Moore’s Jirel of Joiry was a popular character and, like Juille, she was female, so plainly readers of the pulp sf magazines were not totally averse to reading stories with female protagonists. Admittedly, Juille is very much tomboyish during the opening chapter of Judgment Night, but then she swings to the complete opposite during her stay on Cyrille. Initially, this felt like cliché, or an inability to maintain a female protagonist without having to fall back on traditional gender roles; but on reflection, I think Juille shows the breadth of characterisations available to women in science fictions. In her introduction to The New Women of Wonder (1978), editor Pamela Sargent asks “why the overwhelming majority of science fiction books limit female characters to traditional roles”, but while Juille revels briefly in her new-found femininity, and falls in love with the antagonist, Egide, she never loses her agency. Moore is not only having her cake and eating it, she is getting away with it too. And that, to me, makes Juille a far more interesting character than she originally appeared to be.

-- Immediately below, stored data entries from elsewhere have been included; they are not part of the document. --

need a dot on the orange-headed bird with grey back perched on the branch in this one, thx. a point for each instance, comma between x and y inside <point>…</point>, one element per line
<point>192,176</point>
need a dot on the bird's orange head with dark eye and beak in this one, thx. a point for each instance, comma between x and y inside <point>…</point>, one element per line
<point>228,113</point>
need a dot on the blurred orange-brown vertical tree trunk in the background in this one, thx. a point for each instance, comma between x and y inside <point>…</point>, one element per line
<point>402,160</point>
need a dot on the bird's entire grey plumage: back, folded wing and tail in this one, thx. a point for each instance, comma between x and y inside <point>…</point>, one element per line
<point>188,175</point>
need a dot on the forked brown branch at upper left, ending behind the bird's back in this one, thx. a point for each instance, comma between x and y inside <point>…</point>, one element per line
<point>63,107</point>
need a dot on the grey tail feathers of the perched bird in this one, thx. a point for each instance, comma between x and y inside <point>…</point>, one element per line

Juille’s development as the story progresses only strengthens this aspect of her character. She starts the novel as a petulant hawk, but despite her relationship with Egide, she never abrogates her responsibilities or ideals. She loves him, but remains committed to destroying the H’vani. Moore manages this clever balancing act throughout Judgment Night and it works well. It’s perhaps the novel’s chief saving grace – the setting may be a somewhat identi-kit space opera, and the plot hardly original, but Juille as a protagonist lifts Judgment Night above what it all too easily might have been.

8 thoughts on “Judgment Night, CL Moore

  1. What a wonderful review of Catherine’s work. I wasn’t allowed to read her books when I was young. Catherine didn’t think it was appropriate. She was a wonderful mother to me. She was a light in my life when she married my father.